Wayne Jacintho was born on Kaua'i, Hawai'i, the oldest of 4 children, to third-generation parents whose ancestors had come from Madeira and the Azores. At the age of 5 he was voraciously reading books, and showed an early proficiency in drawing. Arts and crafts were his favorite subjects in school, as well as all things mechanical and electrical.

He graduated from high school and entered the US Air Force where he realized 2 of his dreams: an education in eletronics, and a 5-year stint in Japan. There he purchased his first professional camera and learned darkroom techniques. He also worked as an instructor in the Wood Hobbyshop, making pieces of furniture, some of which he still has. In love with Japan, he nearly stayed there upon his discharge, but the lure of Kaua'i's beauty and sweet air brought him back.

A job at the westside Navy base kept him in electronics maintenance, but, dissatisfied, he began taking night classes in photography and creative writing.

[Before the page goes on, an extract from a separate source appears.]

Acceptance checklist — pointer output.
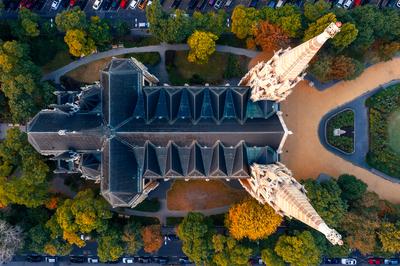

After 3 years he quit the Navy job and began to pursue a career in woodworking. Buying a lumber mill, slabbing his own trees, he constructed fine furniture in the Scandinavian style. He also began writing professionally, doing a monthly column of humorous "fish stories" for Hawaii Fishing News. In 1984 he realized another of his dreams when he was accepted into the woodworking school of the man whose books had led Wayne back to woodworking. James Krenov had set up his school in FT. Bragg, California, on the Mendocino Coast, and while there Wayne completed 4 major pieces of work, and of the two pieces which sold at the end-of-year show, one of those was his.

All through this time he had been doing photography, but in 1987 he began to photograph one of his greatest passions, the fine-art nude. This blew open the doors of creativity and he immediately began photographing the natural beauty of his island home as well.

Several career changes and a 2-year move to Northern California followed, but by 1994 Wayne was back on Kaua'i where he took up woodturning and continued with his photography. In 1996 he met Nancy Dawson, and they've been together since.

Today Wayne continues his award-winning turning and photography. He is active in the preservation of native forests in his favorite part of Kaua'i, Koke'e. He is a storyteller for school kids who come up to Koke'e on field trips, and is a volunteer hike leader for the Kokee Natural Histrory Museum. In addition, Wayne plays Slack-key guitar, and is a ukulele player in Taj Mahal's Hula Blues Band (the band's second album, "Hanapepe Dream", was cut in Germany in August of 2000, and will be released in February, 2001).

One of his current projects involves the history of Koke'e. Wayne is the photo-restoration member of the team, learning Photoshop on the fly. His other major project is the publication of a collection of his "fish stories".